Thursday, May 5, 2011

Part II: Connection Versus Correction?

Connection or Correction? Part II

I have been carrying around in my brain ideas for this 'Part II' and am finally getting it into the computer! We left off Part I with the question 'So how do we connect to our children?' As I've thought about this in my own life I realize it is so easy to think more about connecting with my children than about connecting with my amazing husband (as one of my high school sons readily remarked recently "Daddy, mommy is so lucky to have you! You are so good to her -- she really doesn't deserve you!" Then he added, "my girlfriend doesn't deserve me either!" And the three of us had a jolly good laugh!) I also had the chance to reflect on this topic while reading 'His Needs, Her Needs' (probably the best book on marriage I have ever read) while coming back from Kazkhstan on the plane last week (I have even some amazing stories from that trip...to come later!) So this post will cover both connections!!
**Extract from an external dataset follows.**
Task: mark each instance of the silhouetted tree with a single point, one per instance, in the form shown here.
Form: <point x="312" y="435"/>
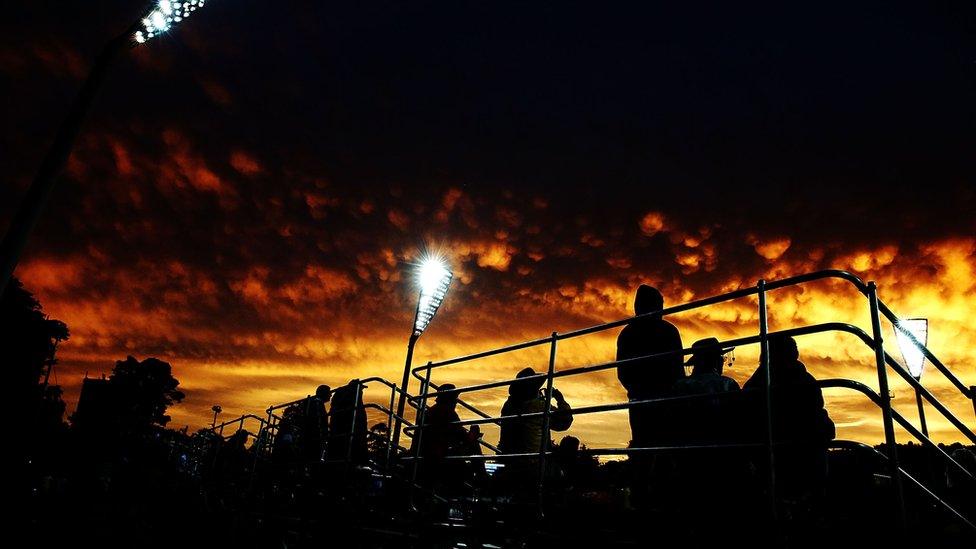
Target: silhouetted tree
<point x="143" y="391"/>
<point x="28" y="341"/>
Connecting with Your Husband

I was reminded last week at a bridal luncheon of how important it is to connect to your husband...here is the advice shared as we went around the table:

- Laugh with each other, especially when the GPS breaks and you're running late;
- It's not breakfast unless there is bacon;
- Find ways to honor him publicly; be his biggest fan and always believe in him;
- Pray together, especially when the world is ending and the chocolate is gone;
- Know and wear his favorite color.
- Complement him in many ways and situations; he wants to be your superman!
- Always look for new ways to enjoy each other, including new hobbies and interests.
- Show interest in his work and enthusiasms, even if yours differ;
- Always make your husband the priority, even when children come;
- Make time for fun; don't let stress of daily life take over; be spontaneous!!!
- Live by Truth, not facts. Respond to who He is in Christ, not to his faults;
- Pick your arguments; some aren't worth it. Compromise;
- Soak in His presence often;
- Build intentional friendships with those who celebrate you;
- Love his mom intentionally;
- Encourage him often--even when you want to cry. This diffuses plans of the enemy;
- Give yourself time to get ready for dates, sleep in pretty things;
- Have a secret place where only you and he can be in mind, body, and spirit.
- Have 10 second hugs in the middle of an argument; it will always end in laughter;
- Find his passion and fuel yourself behind it;
- Continue to refine your marriage; you are the bride of your husband AND of Christ.
- Keep extra room in your purse for his wallet and keys. Greet him at the door.
- Just as our heavenly Father forgives and forgets, we need to forgive and FORGET!
- Submission means seeing others' needs more important than your own.
- Show interest in the activities of his daily life, big and small.

Connecting with your Children

While the hubby connections came from friends, all these kid connections came from Karyn Purvis' "Empowered to Connect" conference:

- Be in tune with who your child is, how God made him, his gifts and purpose;
- Use safe touch, such as high 5s, hugs, pats on the back, tickling;
- Give undivided attention to them;
- Value eye contact;
- Focus on having 'smiling eyes;'
- Engage them playfully, either in sports, board games, other games;
- Use nurturing play;
- Use a warm voice tone;
- Laugh together often.

In addition, a critical part of empowering them to become the person the Lord made them to be is being sure they have enough physical activity, including jumping/sports as well as many forms of fine motor activity. Remember that sad children may look angry and scared children may even look crazy. We can love them best by focusing more on responding to their needs more than to their behavior.

May the Lord encourage us all as we continue to see Him transform us and our families. He will complete the good work He has started in us! Hope to see some of you at the Louisville Summit!


2 comments:

  1. Susan,
    Thank you so much for sharing all of these great ideas. I truly appreciate it and definitely needed to read this tonight.
    Blessings,
    Amy

    ReplyDelete
  2. This is wonderfully full of practical advice. I love it! In the busy lives we lead so many of these often small things remain undone. For instance, the eye contact is so important, but when I think on it, I can easily go a long time without actually looking into my child's eyes. Multi-tasking isn't always a good thing! Thank you Susan.